COLUMBUS, Ohio – While reminding Ohioans that the risk of contracting the Ebola virus in Ohio is small, the state is issuing additional safety recommendations for care providers and health department officials and responding to the concern of nurses after it was announced that a Texas nurse who tested positive for the virus had visited northeast Ohio.
EXTRA: Ebola facts
Officials say many precautions are being taken after they learned that 29-year-old Amber Vinson recently visited the Akron area before being diagnosed with Ebola. They stress that Vinson showed no symptoms when she visited Tallmadge over the weekend and then flew back to Dallas from Cleveland before being diagnosed with Ebola.
People infected with Ebola aren’t contagious until they get symptoms and officials say Ohio has no cases of Ebola. Nevertheless, the Ohio Department of Health issued additional recommendations for dealing with Ebola to health across the state late Wednesday night.

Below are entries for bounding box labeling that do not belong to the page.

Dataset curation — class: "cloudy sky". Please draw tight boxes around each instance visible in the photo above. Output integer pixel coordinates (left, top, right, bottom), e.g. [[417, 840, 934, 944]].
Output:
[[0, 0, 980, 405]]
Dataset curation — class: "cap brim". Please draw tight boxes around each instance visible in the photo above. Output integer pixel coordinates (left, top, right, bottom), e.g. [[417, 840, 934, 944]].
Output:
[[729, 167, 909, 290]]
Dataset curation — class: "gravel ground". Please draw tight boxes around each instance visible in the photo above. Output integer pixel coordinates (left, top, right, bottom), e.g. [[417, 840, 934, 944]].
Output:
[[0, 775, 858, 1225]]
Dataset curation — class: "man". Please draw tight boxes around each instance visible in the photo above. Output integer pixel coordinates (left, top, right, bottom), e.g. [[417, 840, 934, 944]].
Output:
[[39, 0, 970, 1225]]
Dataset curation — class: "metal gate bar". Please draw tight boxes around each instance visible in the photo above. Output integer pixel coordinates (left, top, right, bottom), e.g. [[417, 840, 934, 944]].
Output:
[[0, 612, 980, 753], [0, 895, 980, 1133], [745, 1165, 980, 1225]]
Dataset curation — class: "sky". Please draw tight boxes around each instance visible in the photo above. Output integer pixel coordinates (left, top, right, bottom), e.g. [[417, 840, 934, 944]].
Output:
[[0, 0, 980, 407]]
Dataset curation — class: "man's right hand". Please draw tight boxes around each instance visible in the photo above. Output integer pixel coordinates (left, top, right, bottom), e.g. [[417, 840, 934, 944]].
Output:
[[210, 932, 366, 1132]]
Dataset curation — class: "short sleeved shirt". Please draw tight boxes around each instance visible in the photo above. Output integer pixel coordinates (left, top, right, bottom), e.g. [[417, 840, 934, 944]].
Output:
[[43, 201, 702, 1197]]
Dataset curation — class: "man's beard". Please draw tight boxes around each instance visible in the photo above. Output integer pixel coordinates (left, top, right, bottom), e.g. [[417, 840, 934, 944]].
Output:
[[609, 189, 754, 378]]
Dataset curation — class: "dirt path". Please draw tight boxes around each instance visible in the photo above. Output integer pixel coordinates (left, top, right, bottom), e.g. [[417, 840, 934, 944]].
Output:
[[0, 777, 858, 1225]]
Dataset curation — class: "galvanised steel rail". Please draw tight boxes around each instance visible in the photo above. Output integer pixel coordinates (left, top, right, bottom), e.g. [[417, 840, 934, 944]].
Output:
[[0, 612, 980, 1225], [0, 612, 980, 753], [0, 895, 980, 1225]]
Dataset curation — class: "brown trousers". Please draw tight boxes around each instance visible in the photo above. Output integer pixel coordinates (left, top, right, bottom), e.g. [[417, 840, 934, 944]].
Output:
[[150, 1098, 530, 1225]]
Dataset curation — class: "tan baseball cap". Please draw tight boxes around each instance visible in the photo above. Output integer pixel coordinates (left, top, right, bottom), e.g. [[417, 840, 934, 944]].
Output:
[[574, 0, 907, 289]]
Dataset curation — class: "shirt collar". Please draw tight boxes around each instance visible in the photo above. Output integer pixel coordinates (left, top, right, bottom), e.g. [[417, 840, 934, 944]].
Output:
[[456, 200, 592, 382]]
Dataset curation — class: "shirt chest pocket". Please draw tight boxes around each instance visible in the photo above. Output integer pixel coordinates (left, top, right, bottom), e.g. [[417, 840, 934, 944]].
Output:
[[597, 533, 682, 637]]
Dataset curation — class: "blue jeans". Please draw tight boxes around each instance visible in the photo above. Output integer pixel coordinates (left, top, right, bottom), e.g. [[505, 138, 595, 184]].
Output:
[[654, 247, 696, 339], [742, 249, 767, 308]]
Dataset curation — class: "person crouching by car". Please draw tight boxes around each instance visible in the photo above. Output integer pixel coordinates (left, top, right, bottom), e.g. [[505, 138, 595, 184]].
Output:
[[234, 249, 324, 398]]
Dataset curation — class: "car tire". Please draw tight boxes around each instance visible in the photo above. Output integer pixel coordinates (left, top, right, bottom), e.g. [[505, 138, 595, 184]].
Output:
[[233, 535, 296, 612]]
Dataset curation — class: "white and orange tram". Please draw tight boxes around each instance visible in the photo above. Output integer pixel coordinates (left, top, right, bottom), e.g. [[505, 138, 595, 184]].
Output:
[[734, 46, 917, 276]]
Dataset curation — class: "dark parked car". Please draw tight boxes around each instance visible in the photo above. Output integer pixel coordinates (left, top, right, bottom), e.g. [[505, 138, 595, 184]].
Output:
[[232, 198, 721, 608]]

“The…guidelines are being recommended out of an abundance of caution to take strong measures to protect Ohio residents. It has become clear that we cannot be too careful in efforts to contain the spread of this deadly disease,” said Dr. Mary DiOrio, state epidemiologist and interim chief of the ODH Bureau of Prevention and Health Promotion.
The recommendations call for anyone who has any direct physical contact with an infected person, including brief contact such as a handshake, without personal protective equipment be quarantined for 21 days.
People who have not had direct contact, but have been within a three-foot radius of the “index case” — such as adjacent passengers in an airplane or car — for a prolonged period of time should take their temperatures and check their symptoms twice daily, at least once observed by a public health official, for 21 days after the last contact.
Those without direct contact but in the vicinity of the patient should be notified and should monitor their symptoms.
Anyone who develops an oral temperature of 100.4 degrees or greater or symptoms such as muscle aches, weakness, vomiting, diarrhea or bruising/bleeding, should seek medical evaluation and testing.
The guidelines were developed in consultation with Ohio infectious disease experts and are based on recommendations from the Centers for Disease Control and Prevention.
The head of a union that represents more than 9,000 Ohio nurses says Gov. John Kasich address concerns expressed by the union’s members about the readiness of Ohio’s hospitals, nurses and healthcare workers to handle an Ebola outbreak.
The nurses responding to a survey expressed “great concern” and asked for additional training, support, and resources, Ohio Nursing Association CEO Lori Chovanak said.
Chovanak says she told Kasich early Tuesday evening that healthcare facilities should take three steps:
Conduct practice drills, including rapid assessment and identification of patients, proper isolation and appropriate notification of the health department for further direction. Provide additional training, including use and removal of protective equipment, and take measures to make sure proper supplies are available.
Kasich assured Chovanak both the Ohio Hospital Association and the Ohio Department of Health have been contacted and instructed to completed the steps as soon as possible, she said.